Как-то неожиданно Алина вошла в мой мир и стала в нем божеством. Мы ходили вместе на пляж, я предлагал ей сыграть партию в теннис, вместе смотрели телевизор в беседке. И, разумеется, каждый день я ждал прихода ночи. «Боже, сделай так, чтобы мама и сегодня не приехала! Пусть она остается в городе как можно дольше». Про беду, случившуюся с отцом, я и вовсе забыл.
Ох, как томительно тянулась ночь в наших пустых разговорах о комарах, о школе. Когда же разговор сворачивал на опасную тропинку любви, все птицы за окном умолкали, перепуганные грохотом моего сердца. Но грохот скоро стихал, потому что Алина начинала расспрашивать о Вадике: как он учится и нравится ли мне, как он играет на гитаре.

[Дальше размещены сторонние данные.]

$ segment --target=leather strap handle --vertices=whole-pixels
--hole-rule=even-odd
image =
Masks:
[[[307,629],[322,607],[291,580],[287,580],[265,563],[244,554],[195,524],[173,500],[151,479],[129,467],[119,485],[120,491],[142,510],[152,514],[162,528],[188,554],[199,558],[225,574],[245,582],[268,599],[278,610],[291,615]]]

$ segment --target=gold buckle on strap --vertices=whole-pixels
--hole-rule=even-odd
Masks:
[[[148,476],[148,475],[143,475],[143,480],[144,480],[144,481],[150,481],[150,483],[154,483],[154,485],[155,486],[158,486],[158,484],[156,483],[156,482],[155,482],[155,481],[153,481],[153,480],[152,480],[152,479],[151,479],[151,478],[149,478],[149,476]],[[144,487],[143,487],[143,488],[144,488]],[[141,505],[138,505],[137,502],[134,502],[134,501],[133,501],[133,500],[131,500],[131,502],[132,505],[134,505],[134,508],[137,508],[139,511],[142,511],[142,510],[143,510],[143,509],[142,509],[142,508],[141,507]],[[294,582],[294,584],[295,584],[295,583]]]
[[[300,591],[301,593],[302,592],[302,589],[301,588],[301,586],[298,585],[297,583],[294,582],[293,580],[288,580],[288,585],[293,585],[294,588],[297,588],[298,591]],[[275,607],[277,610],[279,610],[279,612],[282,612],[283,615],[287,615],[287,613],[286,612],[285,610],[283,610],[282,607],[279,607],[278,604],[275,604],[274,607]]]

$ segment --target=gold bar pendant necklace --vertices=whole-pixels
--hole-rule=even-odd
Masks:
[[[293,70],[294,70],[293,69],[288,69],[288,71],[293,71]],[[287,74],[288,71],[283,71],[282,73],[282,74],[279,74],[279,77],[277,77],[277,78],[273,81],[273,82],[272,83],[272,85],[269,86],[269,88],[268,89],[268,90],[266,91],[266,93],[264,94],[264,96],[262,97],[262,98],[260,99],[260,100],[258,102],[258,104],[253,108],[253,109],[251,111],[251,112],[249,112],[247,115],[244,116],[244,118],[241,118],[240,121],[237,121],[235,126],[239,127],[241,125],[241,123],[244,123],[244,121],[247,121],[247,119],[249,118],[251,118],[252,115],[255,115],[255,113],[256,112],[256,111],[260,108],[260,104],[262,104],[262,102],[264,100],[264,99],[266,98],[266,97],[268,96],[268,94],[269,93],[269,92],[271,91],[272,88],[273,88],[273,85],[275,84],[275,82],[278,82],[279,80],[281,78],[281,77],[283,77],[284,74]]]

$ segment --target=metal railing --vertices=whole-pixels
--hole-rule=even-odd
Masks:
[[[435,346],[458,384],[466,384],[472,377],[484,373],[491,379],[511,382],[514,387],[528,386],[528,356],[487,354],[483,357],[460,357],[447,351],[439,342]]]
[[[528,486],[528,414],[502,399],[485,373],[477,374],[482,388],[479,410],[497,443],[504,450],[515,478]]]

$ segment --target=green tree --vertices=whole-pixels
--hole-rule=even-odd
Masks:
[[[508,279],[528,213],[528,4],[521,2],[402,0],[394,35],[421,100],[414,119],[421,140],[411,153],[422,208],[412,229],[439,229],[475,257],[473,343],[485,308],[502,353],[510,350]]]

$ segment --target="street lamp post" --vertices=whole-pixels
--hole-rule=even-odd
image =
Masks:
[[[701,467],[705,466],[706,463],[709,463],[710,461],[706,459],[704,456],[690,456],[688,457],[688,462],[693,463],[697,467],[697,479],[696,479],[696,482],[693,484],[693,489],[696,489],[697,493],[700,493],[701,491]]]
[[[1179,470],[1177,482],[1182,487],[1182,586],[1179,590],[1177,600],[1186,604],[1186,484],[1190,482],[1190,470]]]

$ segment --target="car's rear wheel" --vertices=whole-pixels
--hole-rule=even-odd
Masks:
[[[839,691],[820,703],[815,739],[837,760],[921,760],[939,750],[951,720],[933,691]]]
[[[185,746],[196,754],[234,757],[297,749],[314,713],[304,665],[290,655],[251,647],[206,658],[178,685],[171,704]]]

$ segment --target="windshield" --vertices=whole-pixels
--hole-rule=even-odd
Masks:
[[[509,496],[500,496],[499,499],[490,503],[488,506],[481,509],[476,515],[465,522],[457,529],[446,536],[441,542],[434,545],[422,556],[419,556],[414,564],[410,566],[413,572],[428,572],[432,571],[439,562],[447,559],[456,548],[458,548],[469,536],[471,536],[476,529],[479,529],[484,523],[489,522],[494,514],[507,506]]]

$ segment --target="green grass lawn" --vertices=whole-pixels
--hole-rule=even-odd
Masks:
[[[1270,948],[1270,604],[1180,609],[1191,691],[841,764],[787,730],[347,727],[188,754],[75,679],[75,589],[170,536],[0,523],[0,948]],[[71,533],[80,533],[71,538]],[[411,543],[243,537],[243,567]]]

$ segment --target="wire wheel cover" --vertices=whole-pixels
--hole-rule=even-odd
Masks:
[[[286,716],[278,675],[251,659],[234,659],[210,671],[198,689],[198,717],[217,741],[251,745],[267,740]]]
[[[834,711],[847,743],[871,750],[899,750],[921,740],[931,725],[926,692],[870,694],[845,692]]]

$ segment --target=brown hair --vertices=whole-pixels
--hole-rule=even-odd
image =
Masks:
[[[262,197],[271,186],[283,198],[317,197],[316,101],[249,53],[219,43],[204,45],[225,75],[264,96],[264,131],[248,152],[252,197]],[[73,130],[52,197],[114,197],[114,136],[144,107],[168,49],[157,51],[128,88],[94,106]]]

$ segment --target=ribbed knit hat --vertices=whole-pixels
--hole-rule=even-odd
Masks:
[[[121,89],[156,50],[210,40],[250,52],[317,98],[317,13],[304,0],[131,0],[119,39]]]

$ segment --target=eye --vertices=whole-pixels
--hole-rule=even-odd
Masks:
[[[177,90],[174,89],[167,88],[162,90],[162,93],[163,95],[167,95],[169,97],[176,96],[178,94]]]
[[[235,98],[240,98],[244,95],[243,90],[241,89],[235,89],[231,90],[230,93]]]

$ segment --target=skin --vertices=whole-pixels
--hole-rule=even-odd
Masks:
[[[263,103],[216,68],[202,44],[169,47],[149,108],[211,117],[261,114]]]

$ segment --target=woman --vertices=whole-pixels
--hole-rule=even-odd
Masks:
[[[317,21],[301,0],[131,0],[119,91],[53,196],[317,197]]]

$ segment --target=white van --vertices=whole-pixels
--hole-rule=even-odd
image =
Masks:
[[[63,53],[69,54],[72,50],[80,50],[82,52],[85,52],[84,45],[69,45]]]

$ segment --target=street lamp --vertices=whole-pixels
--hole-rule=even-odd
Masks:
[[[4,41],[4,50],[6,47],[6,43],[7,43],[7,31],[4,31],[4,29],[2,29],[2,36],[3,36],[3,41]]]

– Учится он отлично, ведь он еврей. А на гитаре играет неважно, – обиженно отвечал я.
– Можно подумать! Тоже мне, новый Джон Леннон нашелся.
Глубокой ночью мы, наконец, засыпали. В полусне я еще долго видел сползающие с ее плеч бретельки купальника, ее загорелую спину, маленькую белую грудь. И себя, подкравшегося и подглядывающего в щель неплотно прикрытой двери...
xxx
Нежно плещутся волны. Мы всей компанией расположились на подстилке и режемся в карты. Неподалеку от нас бабушка Вадика дремлет в шезлонге.
– Сегодня приедет мой старший брат, он обещал привезти мне две бутылки сухого вина, – полушепотом говорит Толян.
– Где будем пить? – спрашиваю.
– Давай у тебя.
– Нет, мама может нагрянуть в любую минуту.
– Тогда давайте на лугу, – предлагает Вадик. – Там уже собрали сено в стога. Вы ведь тоже пойдете с нами? – спрашивает он Алину и Светку.
Мы заговорщицки переглядываемся – наклевывается что-то заманчивое: вино, стога сена, девушки...
Оставив карты, идем купаться. Ныряю первым и плыву под водой, сколько хватает сил, в тайной надежде вызвать у Алины восхищение. Вынырнув, оглядываюсь.
Она стоит на берегу, возле нее – Вадик, что-то ей говорит. Сквозь плеск волн до меня доносится ее смех. Они хорошо смотрятся вдвоем: Вадик – высокий, крупный, с шевелюрой черных волос; Алина – тоже высокая, с выразительно округлившимися бедрами. А я, черт возьми, мелковат.
Вот они входят в воду и плывут.
Когда на ГЭС шлюзы закрыты, течения на речке почти нет. Когда же шлюзы открывают, речка, еще минуту назад спокойная, вдруг взрывается: вода с Киевского моря бурно вливается в устье, купаться в это время опасно.